In 2018, hundreds of Tommy silhouettes, manufactured by veterans at Britain’s Bravest Manufacturing Company, began to spring up all over the UK to mark 100 years since end of the First World War.
Barraud’s Tommy icon was inspired by a striking photograph of a WW1 soldier standing on the front, taken by English photographer, Horace Nicholls, who captured many wartime images.


A WW1 soldier at the front and the interment of the Unknown Warrior at Westminster Abbey, both photographed by Horace Nicholls.
Nicholls was also commissioned to photographed the interment of the Unknown Warrior in Westminster Abbey.
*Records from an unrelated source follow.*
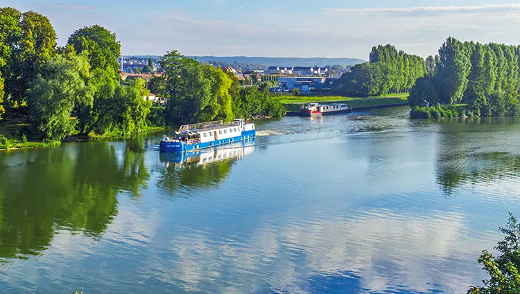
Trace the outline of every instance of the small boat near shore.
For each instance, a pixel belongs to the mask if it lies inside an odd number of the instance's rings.
[[[161,152],[187,152],[253,138],[254,124],[239,118],[232,122],[200,122],[181,126],[178,131],[164,136]]]
[[[352,107],[350,107],[346,103],[333,103],[330,104],[309,103],[306,106],[302,107],[297,115],[300,116],[328,116],[331,114],[345,113],[352,111]]]

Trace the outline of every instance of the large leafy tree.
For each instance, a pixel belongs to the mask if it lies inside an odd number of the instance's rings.
[[[75,54],[57,55],[45,64],[28,91],[30,120],[38,137],[62,140],[72,134],[71,113],[87,92],[89,69],[86,58]]]
[[[15,8],[0,8],[0,119],[5,113],[3,102],[9,88],[6,87],[5,80],[10,80],[13,75],[13,61],[18,50],[18,43],[21,33],[20,19],[21,12]]]
[[[121,44],[115,33],[98,25],[86,26],[73,33],[67,44],[73,45],[78,53],[87,51],[92,68],[110,68],[117,75]]]
[[[80,134],[112,130],[119,107],[114,94],[120,79],[117,58],[121,44],[116,35],[98,25],[87,26],[76,30],[67,44],[87,57],[92,71],[88,82],[92,95],[76,104]]]
[[[6,77],[7,93],[13,103],[26,102],[30,85],[56,55],[56,33],[46,17],[28,11],[22,15],[19,26],[19,39],[11,53],[11,74]]]
[[[468,294],[517,294],[520,293],[520,223],[510,214],[505,228],[501,228],[505,237],[497,244],[499,254],[495,257],[485,250],[478,259],[483,269],[489,275],[484,286],[471,286]]]
[[[210,71],[207,64],[186,57],[177,51],[164,55],[159,62],[164,71],[168,120],[173,123],[211,120],[216,115],[211,96]]]
[[[427,69],[422,57],[398,50],[392,45],[379,45],[372,48],[370,62],[351,68],[336,83],[336,89],[343,94],[357,96],[407,91]]]
[[[471,68],[469,56],[467,46],[452,37],[447,39],[439,50],[437,78],[442,85],[440,89],[442,102],[453,104],[462,100]]]

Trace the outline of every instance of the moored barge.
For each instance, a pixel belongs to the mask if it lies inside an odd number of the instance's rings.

His iconic image captures the resonance and simplicity of one of the revered sites in our military history.
The idea for this sacred landmark is said to have come from Reverend David Railton, who was based in Folkestone and given leave of absence to serve as a chaplain on the Western Front. He did so with distinction, being awarded the Military Cross in 1916 for saving an officer and two men under heavy fire. The proposed tomb would represent all those who had fallen and therefore the identity of the soldier should never been known.

Tommies 'on guard' at The Tomb of the Unknown Warrier for the centenary of the Armistice on 11th November 2018
The process was carefully managed. Four unidentified British servicemen were carefully exhumed from battlefields in Aisne, the Somme, Arras and Ypres. The remains were then placed in plain coffins each covered by Union Flags.
In a private chapel, with only one other officer present, Brigadier L.J. Wyatt with closed eyes, rested his hand on one of the coffins. Neither men were told which battlefield the bodies had come. The other three were taken away for reburial.
The interment took place on 7th November 1920 and servicemen kept watch at each corner of the grave while thousands of mourners filed past.
For the centenary in 2018, a Tommy silhouette was placed at each corner of the Tomb. It recreated a poignant scene described in a manuscript by a chorister, after the Abbey had closed and the crowds had left back in November 1920.

The Tommy has become a national symbol of commemoration
It is no coincidence that Martin Barraud’s Tommy also stands with his head slightly bowed.
The origins of the term Tommy is widely disputed, the most common interpretation is that the term comes from ‘Tommy Atkins’, slang for a common soldier in the British Army.
The term was first established during the nineteenth century, but is particularly associated with World War 1. It is documented that German soldiers would call out to “Tommy” across no man’s land if they wanted to speak to a British soldier.
Over 100 years later, it is fitting that the Tommy icon belongs to Royal British Legion Industries, who have supported veterans since 1919, when injured and sick service personnel returned from the battlefields of WW1.
Tommy represents our history and enables us to commemorate those who have died since.